Bugün çok çeşitli ekmek tiplerini Berlin‘de görebilirsiniz. Sizin için derlediğimiz Alman ekmek çeşitlerini şöyle sıralayabiliriz.
Mehrkornbrötchen :Karışık undan küçük ekmek
Laugenbrötchen: Ekşi hamurdan tuzlu küçük ekmek
Berliner Landbrot: Hafif çavdar ekmeği
Graubrot: Ekşi hamurdan çavdar ekmeği
Semmel: Sütlü hamurdan küçük ekmek
Schusterjungen: Kepekli buğday ve çavdar unundan yapılmış kalın kabuklu kara ekmek
Schrippen: Ucuz basit küçük ekmek
Şimdi de çoğu tabakta garnitür olarak gördüğümüz, bazı yemeklerin içinde malzeme olarak kullanılan ve hatta ana besin maddesi olarak tüketilen patatesin kimin sayesinde Berlin‘e getirildiğini açıklıyorum.
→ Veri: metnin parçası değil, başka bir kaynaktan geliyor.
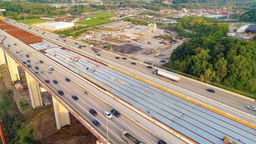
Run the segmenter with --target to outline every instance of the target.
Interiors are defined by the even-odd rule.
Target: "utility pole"
[[[4,134],[4,130],[2,126],[1,122],[0,122],[0,137],[1,137],[2,142],[3,144],[7,144],[6,139]]]

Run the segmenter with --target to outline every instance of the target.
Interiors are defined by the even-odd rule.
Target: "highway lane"
[[[17,24],[20,25],[21,23],[17,22]],[[28,27],[30,27],[30,26],[24,25],[24,24],[22,24],[22,26],[25,26],[25,28],[28,28]],[[36,31],[36,30],[34,29],[31,29],[39,33],[43,33],[43,31],[45,31],[45,30],[41,30],[41,29],[39,29],[38,31]],[[49,37],[53,37],[54,39],[59,39],[60,41],[63,42],[62,38],[59,37],[58,35],[56,35],[51,33],[49,33],[49,32],[46,32],[44,35]],[[76,42],[77,42],[78,43],[77,45],[74,44]],[[67,42],[65,43],[69,44],[73,46],[75,46],[76,47],[81,44],[85,45],[86,45],[86,47],[83,47],[82,48],[83,50],[85,51],[86,52],[89,52],[91,53],[95,54],[93,52],[93,51],[91,50],[91,49],[88,48],[88,46],[89,46],[88,44],[84,44],[84,43],[82,44],[81,42],[78,42],[77,41],[74,41],[74,39],[69,39],[69,38],[67,38]],[[246,106],[248,105],[255,106],[256,105],[255,102],[248,100],[247,99],[244,99],[243,98],[238,97],[234,94],[232,94],[225,91],[222,91],[219,90],[215,90],[217,92],[215,93],[210,93],[206,91],[205,90],[209,88],[214,89],[213,87],[206,86],[205,85],[202,84],[201,83],[196,82],[195,81],[191,81],[189,78],[181,78],[180,82],[178,83],[175,82],[166,78],[163,77],[159,77],[155,75],[153,75],[151,73],[153,71],[153,70],[149,69],[147,68],[144,65],[137,63],[136,66],[134,66],[134,65],[132,65],[130,63],[132,61],[132,60],[125,60],[122,59],[120,59],[119,60],[117,60],[115,59],[115,57],[116,57],[115,54],[110,53],[105,51],[101,51],[100,52],[101,54],[102,57],[106,58],[108,60],[115,61],[117,63],[125,66],[126,67],[129,67],[130,68],[132,68],[134,70],[138,70],[148,75],[156,77],[162,81],[165,81],[171,84],[175,85],[190,91],[193,92],[197,93],[198,94],[200,94],[206,98],[210,98],[211,99],[220,102],[223,104],[227,105],[228,106],[230,106],[232,107],[239,109],[241,110],[242,110],[249,114],[254,115],[256,115],[256,112],[247,109],[246,108]],[[127,69],[126,69],[126,70],[127,70]],[[147,77],[146,78],[148,78]],[[173,87],[172,87],[170,85],[169,86],[169,87],[170,87],[171,89],[174,89]],[[178,90],[177,89],[175,89],[175,90]],[[179,91],[179,92],[182,92],[182,91],[181,91],[180,90]],[[186,93],[186,94],[188,94],[188,93]],[[201,99],[198,99],[196,96],[195,96],[191,94],[188,94],[189,97],[202,101]],[[205,103],[207,102],[205,101],[203,101],[203,102]],[[225,109],[222,109],[222,110],[225,110]],[[228,111],[228,112],[230,112],[230,111]]]
[[[66,72],[63,73],[63,71],[66,71],[66,70],[63,69],[63,68],[58,66],[57,65],[55,65],[55,64],[53,63],[52,61],[50,61],[47,59],[45,59],[45,58],[43,57],[42,57],[42,55],[41,55],[39,54],[37,54],[38,52],[37,51],[35,51],[35,50],[33,50],[30,48],[27,49],[27,46],[26,46],[24,45],[21,44],[20,42],[19,42],[15,41],[15,42],[13,42],[12,43],[11,43],[11,42],[11,42],[11,41],[10,40],[10,39],[8,39],[8,41],[9,41],[8,43],[10,43],[10,44],[12,44],[12,43],[16,43],[18,44],[18,45],[15,46],[15,47],[11,47],[11,49],[9,50],[10,51],[13,51],[12,52],[13,52],[13,53],[15,53],[15,51],[18,51],[20,49],[22,49],[24,51],[29,51],[31,53],[31,55],[36,55],[36,57],[37,58],[36,58],[36,60],[34,60],[34,58],[33,58],[34,57],[33,57],[32,56],[29,58],[29,59],[30,59],[30,60],[31,60],[31,63],[33,63],[33,64],[32,64],[33,65],[32,65],[33,66],[32,69],[35,70],[34,67],[35,66],[35,63],[36,62],[38,62],[39,59],[43,59],[44,61],[45,61],[45,63],[44,63],[43,65],[40,65],[39,66],[39,67],[40,67],[40,69],[44,69],[45,72],[46,74],[45,74],[45,75],[40,74],[39,75],[39,77],[42,77],[43,78],[43,79],[46,79],[46,78],[47,78],[49,80],[51,80],[51,83],[50,84],[50,85],[51,86],[51,87],[55,87],[55,89],[56,89],[55,90],[56,91],[57,91],[58,90],[59,90],[60,89],[60,87],[59,87],[59,86],[60,86],[60,84],[65,83],[65,86],[61,85],[61,87],[62,87],[61,89],[62,90],[69,90],[69,91],[68,92],[66,92],[66,90],[65,91],[65,95],[64,95],[63,98],[65,99],[65,100],[66,100],[67,101],[68,101],[68,102],[70,102],[69,104],[71,105],[72,107],[74,107],[74,108],[76,108],[76,109],[78,109],[79,110],[81,110],[81,114],[83,114],[83,116],[85,115],[85,117],[90,117],[90,116],[91,117],[92,116],[91,115],[89,114],[88,115],[88,114],[86,114],[86,113],[88,113],[88,111],[87,111],[87,113],[85,113],[84,110],[82,108],[81,108],[80,106],[83,107],[84,109],[87,109],[87,110],[89,110],[89,109],[90,107],[89,106],[91,106],[91,107],[93,107],[94,108],[95,108],[95,110],[97,111],[98,111],[99,113],[100,113],[100,111],[103,113],[103,111],[102,111],[103,109],[107,109],[108,111],[109,111],[111,109],[111,108],[112,108],[111,107],[110,107],[110,106],[108,106],[106,104],[102,105],[102,101],[99,101],[99,99],[95,98],[95,97],[94,97],[93,95],[91,95],[91,94],[89,94],[88,96],[86,95],[85,97],[81,97],[80,95],[84,95],[84,93],[83,93],[83,92],[84,92],[84,89],[82,89],[79,90],[79,91],[80,91],[79,93],[74,92],[74,91],[73,92],[73,91],[74,91],[73,90],[76,90],[77,89],[81,89],[81,86],[78,86],[77,85],[76,85],[76,86],[74,86],[74,85],[76,85],[73,84],[73,83],[74,81],[79,82],[79,83],[83,83],[83,86],[85,87],[87,87],[86,89],[90,90],[91,91],[91,90],[93,90],[93,89],[95,89],[95,88],[92,87],[92,86],[91,86],[91,85],[89,85],[88,84],[85,83],[84,82],[81,82],[81,79],[80,79],[80,81],[79,81],[79,79],[76,79],[76,80],[73,79],[72,79],[73,78],[76,78],[76,77],[74,77],[74,76],[73,76],[73,74],[68,74],[68,73],[66,73]],[[5,43],[5,44],[6,45],[7,44]],[[15,50],[14,50],[14,49],[15,49]],[[23,57],[20,58],[21,59],[26,59],[26,58],[25,56],[25,55],[26,54],[26,52],[23,52]],[[55,68],[55,69],[57,70],[55,70],[53,71],[53,74],[52,76],[53,76],[53,77],[58,78],[57,80],[58,80],[58,81],[60,83],[60,84],[59,85],[54,85],[52,83],[52,81],[53,80],[54,78],[52,77],[51,76],[49,77],[48,74],[47,74],[47,66],[46,65],[45,65],[46,63],[51,63],[51,65],[52,66],[53,66],[54,68]],[[40,70],[40,69],[39,69],[39,70]],[[60,73],[60,74],[58,74],[59,73],[59,71],[61,71],[62,73]],[[66,77],[66,76],[64,76],[64,75],[68,76],[69,77],[71,77],[71,82],[70,83],[67,83],[67,82],[65,81],[65,78]],[[62,86],[66,86],[66,87],[62,87]],[[95,91],[97,91],[97,92],[99,91],[98,90],[95,90]],[[78,95],[79,97],[79,98],[81,99],[77,101],[77,102],[74,101],[74,100],[73,100],[70,97],[70,96],[72,94],[76,94],[77,95]],[[105,94],[100,93],[99,95],[100,95],[100,94],[102,95],[102,94]],[[87,99],[87,97],[88,97],[88,99],[89,99],[89,100],[86,100]],[[89,98],[89,97],[90,97],[90,98]],[[105,96],[105,97],[106,97]],[[76,105],[76,103],[74,103],[74,102],[77,102],[78,104]],[[96,105],[97,103],[98,103],[98,104],[97,105]],[[86,107],[86,105],[87,105],[87,107]],[[100,107],[99,106],[100,105]],[[121,110],[121,112],[122,112],[122,111]],[[102,115],[102,113],[101,113],[101,115]],[[88,121],[90,122],[90,120],[91,120],[91,119],[88,119]],[[101,124],[103,125],[103,126],[104,126],[104,125],[106,125],[106,124],[104,124],[106,123],[106,118],[105,118],[105,117],[101,118],[100,119],[99,119],[99,120],[101,123]],[[146,121],[147,121],[147,120],[146,120]],[[151,142],[146,142],[146,143],[156,143],[156,141],[157,141],[157,140],[159,140],[158,139],[157,139],[155,137],[154,137],[151,134],[150,134],[148,132],[146,132],[145,130],[142,129],[141,127],[139,127],[137,124],[133,123],[132,122],[131,122],[130,120],[128,119],[127,118],[126,118],[124,116],[121,116],[121,117],[118,118],[114,118],[113,119],[111,119],[109,121],[115,122],[114,123],[109,123],[109,124],[109,124],[109,126],[112,127],[112,129],[110,128],[110,130],[112,130],[112,131],[117,131],[117,130],[118,130],[118,129],[117,128],[117,127],[119,127],[119,129],[122,129],[122,130],[123,131],[124,131],[124,130],[128,130],[129,131],[133,132],[134,132],[134,133],[138,133],[137,134],[138,136],[136,136],[136,137],[138,137],[138,138],[140,138],[140,139],[142,141],[145,141],[145,142],[148,141],[151,141]],[[132,129],[131,129],[129,127],[130,127],[130,128],[132,127]],[[100,130],[101,131],[103,131],[103,132],[105,132],[106,133],[106,130],[101,130],[101,129],[100,129]],[[121,131],[119,131],[119,132],[116,131],[114,133],[118,133],[118,134],[116,134],[116,135],[119,135],[119,137],[121,137],[121,134],[122,133],[122,132]],[[165,132],[165,133],[166,133],[166,132]],[[111,134],[111,131],[109,132],[109,133]],[[165,133],[163,132],[163,133],[164,134]],[[171,137],[171,138],[174,137],[173,139],[175,140],[176,139],[176,140],[177,141],[180,141],[180,140],[179,140],[179,139],[177,140],[177,138],[176,137],[175,137],[173,135],[170,134],[170,133],[167,135],[168,135],[169,137]],[[141,135],[141,136],[140,136],[140,135]],[[115,141],[118,141],[118,139],[116,139],[116,139],[112,138],[112,139],[115,139]],[[181,143],[182,143],[182,142],[181,142]],[[172,142],[170,141],[170,143],[172,143]]]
Büyük Friedrich! Büyük Friedrich’in diğer Prusya krallarından farkı askerlik ve ava meraklı olmamasıymış. Aynı zamanda Almanya’ya patatesi sokma gibi bir iyilik yaparak, Alman mutfağına bir nebze olsun renk katıyor.
Biraz daha yakın geçmişe gelince… (İnstagramda perşembe gününü bekleyip yakın geçmiş diyerek #throwback paylaşımı yapan kız tabiri) Berlin Duvarı yıkıldıktan sonra Berlin‘deki restaurantlar bazı şeyleri yeni yeni keşfetmeye başlıyor; mesela Brandenburg Bölgesi’nin mutfak gelenekleri duvar sonrası Berlin‘i de etkilemeye başlamış. Böylelikle eski tarifler modern Berlin mutfaklarına geri dönmüş oluyor. Berlin günümüzde her milletten insana ev sahipliği yapan bir metropol olunca her mutfaktan onlarca çeşidi bulmanız mümkün hale geliyor. Kentin birleşmesi ve Berlin‘in metropol olma özelliği bir araya gelince birçok Michelin ödüllü gurme restaurant ortaya çıkmaya başlıyor.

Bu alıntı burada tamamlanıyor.